Il contorno è onorevole anche se impari, e non di poco. Buono il comparto maschile, eccezion fatta per il troppo stentoreo Cajus di John Graham-Hallè, a partire dalla coppia di scagnozzi Bardolfo e Pistola, rispettivamente Mikeldi Atxalandabaso e Patrick Bolleire, per giungere al più che soddisfacente baritono belga Lionel Lhote, che assicura a Ford una solerte realizzazione. La coppia italo-ucraina di amorosi è formata da Benedetta Torre e Bogdan Volkov, i cui timbri pregevoli duettano con quell’apprezzabile freschezza che invece difetta fra le altre comari. Daniela Barcellona, alle prese con Quickly, risolve con invidiabile verve scenica e qualche disomogeneità di volume fra i registri, mentre la Meg di Marvic Monreal ha dizione oscura tanto quanto faticosa è l’amministrazione del legato. Nei panni della sagace Alice si ritrova l’inglese Sally Matthews, dalla linea di canto macchinosamente gestita, prima ancora che dalla voce vetrosa, che non eguaglia (e non di poco) il connazionale Keenlyside neanche nella cura della parola verdiana; presenza fidelizzata delle stagioni della Monnaie, la si ritroverà prossimamente in una Norma che non rimpiangeremo di non poter seguire.

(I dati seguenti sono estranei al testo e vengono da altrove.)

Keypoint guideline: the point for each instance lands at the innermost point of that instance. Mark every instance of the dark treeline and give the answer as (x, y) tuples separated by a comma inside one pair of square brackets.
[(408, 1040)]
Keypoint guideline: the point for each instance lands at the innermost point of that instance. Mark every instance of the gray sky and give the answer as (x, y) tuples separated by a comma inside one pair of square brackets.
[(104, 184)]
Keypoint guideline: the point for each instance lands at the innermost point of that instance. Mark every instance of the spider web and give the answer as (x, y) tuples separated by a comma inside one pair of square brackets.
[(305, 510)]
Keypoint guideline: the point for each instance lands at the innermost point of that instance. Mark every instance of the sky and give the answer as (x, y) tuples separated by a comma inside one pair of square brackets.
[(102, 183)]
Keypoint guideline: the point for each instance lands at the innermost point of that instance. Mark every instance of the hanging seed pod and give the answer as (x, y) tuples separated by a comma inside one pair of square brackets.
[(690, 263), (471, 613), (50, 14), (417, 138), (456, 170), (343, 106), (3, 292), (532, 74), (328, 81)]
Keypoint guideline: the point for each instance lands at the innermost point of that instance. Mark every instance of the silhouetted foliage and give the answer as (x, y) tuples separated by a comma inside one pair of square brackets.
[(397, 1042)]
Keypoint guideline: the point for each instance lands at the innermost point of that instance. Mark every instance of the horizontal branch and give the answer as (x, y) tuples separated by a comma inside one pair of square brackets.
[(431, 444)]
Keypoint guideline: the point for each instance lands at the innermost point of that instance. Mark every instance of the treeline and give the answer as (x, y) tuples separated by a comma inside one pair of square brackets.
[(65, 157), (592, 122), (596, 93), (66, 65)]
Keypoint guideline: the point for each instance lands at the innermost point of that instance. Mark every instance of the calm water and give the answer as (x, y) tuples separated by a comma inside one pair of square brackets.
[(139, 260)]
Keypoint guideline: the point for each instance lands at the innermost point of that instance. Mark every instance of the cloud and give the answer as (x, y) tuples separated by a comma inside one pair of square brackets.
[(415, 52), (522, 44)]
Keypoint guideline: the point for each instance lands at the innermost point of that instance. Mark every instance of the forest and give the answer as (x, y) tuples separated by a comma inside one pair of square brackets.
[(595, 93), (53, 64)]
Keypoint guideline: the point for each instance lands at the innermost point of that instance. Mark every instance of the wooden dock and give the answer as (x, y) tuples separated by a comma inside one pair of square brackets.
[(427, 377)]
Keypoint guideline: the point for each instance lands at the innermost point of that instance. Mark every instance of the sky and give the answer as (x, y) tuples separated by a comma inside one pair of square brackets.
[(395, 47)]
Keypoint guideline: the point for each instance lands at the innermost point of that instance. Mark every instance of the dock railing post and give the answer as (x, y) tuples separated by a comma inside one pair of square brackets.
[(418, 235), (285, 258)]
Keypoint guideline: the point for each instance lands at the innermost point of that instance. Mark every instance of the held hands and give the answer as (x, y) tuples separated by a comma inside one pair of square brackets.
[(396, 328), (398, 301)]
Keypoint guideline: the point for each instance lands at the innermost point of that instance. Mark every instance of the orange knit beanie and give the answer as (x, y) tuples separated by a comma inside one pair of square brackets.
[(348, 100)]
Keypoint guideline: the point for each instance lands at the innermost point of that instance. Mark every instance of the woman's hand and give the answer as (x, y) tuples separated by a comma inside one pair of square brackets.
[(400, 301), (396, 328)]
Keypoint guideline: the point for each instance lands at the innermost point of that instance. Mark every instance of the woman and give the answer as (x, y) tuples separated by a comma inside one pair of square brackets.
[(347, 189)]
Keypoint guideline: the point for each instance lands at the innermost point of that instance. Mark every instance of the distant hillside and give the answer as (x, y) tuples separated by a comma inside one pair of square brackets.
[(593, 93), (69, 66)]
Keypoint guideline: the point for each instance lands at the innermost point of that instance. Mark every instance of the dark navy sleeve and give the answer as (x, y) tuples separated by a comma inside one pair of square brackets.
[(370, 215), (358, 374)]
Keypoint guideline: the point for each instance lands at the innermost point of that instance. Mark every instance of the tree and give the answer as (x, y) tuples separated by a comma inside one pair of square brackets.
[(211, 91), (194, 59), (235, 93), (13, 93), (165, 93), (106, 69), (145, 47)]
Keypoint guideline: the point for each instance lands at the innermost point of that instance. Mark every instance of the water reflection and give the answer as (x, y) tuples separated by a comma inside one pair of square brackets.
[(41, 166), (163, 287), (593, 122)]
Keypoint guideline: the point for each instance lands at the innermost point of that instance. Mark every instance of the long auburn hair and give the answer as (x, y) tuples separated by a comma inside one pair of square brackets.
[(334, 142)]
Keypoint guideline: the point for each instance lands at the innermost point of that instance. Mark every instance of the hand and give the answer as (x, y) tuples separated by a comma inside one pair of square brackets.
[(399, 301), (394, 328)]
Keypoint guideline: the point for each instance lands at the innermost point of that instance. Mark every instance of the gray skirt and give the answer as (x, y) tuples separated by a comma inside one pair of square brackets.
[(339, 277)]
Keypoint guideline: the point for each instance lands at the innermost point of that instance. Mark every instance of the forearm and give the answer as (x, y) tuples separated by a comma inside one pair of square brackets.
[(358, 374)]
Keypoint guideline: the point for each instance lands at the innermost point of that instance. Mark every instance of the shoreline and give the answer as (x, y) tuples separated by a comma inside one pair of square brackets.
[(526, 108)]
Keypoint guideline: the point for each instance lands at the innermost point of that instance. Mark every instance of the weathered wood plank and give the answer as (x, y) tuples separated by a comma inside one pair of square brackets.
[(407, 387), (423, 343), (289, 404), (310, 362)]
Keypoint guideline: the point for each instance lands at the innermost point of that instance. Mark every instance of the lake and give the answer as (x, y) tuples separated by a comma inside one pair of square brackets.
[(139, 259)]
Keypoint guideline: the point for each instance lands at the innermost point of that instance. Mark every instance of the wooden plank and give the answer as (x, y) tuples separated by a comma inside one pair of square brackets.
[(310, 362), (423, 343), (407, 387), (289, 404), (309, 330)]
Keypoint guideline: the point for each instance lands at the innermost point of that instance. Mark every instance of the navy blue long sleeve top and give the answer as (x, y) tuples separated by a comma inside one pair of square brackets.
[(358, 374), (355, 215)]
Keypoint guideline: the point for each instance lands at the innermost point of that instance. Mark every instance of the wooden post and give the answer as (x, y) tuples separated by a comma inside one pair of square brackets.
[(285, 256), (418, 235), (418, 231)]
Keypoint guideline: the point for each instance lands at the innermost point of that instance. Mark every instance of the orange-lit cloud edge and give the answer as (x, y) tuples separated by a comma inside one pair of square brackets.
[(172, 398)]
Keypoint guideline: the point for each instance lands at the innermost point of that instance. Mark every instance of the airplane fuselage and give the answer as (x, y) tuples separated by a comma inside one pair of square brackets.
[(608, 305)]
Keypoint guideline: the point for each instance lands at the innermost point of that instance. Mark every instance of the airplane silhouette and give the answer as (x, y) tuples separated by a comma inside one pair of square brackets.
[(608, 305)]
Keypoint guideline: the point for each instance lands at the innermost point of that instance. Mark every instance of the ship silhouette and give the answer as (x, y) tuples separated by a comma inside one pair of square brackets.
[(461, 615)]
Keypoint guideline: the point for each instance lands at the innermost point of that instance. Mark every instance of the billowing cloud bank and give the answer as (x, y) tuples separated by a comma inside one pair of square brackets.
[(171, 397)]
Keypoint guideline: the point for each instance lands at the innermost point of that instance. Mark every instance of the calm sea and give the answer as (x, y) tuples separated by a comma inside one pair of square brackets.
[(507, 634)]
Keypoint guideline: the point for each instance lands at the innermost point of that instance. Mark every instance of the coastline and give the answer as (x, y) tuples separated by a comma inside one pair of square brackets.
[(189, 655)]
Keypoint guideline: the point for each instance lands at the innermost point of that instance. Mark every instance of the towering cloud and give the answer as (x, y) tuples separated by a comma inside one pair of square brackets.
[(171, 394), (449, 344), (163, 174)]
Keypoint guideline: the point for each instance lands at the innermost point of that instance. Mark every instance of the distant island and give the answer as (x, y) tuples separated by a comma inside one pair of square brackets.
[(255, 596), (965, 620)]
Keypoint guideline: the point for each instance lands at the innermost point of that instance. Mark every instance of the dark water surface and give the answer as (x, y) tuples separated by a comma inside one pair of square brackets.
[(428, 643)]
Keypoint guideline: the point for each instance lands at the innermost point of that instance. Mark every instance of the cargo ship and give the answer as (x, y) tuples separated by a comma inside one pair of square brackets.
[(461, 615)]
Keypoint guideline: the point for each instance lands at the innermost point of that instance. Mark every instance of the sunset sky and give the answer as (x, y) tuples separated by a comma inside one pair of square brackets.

Si rimpiange invece che l’intelligenza musicale e l’eleganza del gesto di Alain Altinoglu, direttore principale alla Monnaie, per nulla frequentino le latitudini più basse: l’ordito contrappuntistico dell’estrema partitura verdiana è reso con una chiave interpretativa analitica che poco concede agli eccessi, in grande sintonia con la cifra umoristica dello spettacolo. Oltre all’eccellente coro preparato da Emmanuel Trenque, le masse orchestrali della Monnaie assicurano alla lettura del maestro francese una buona trasparenza, appena appannata da una sezione di ottoni non sempre inappuntabile. Con una lettura siffatta si giunge con un malinconico sorriso alla fuga finale, allorquando Pelly – dopo aver ampiamente pizzicato, stuzzicato, spizzicato e spilluzzicato – regala l’ultimo colpo di teatro, ergendo un grande specchio ad ammonire il pubblico, riflettendolo: «Tutto nel mondo e burla».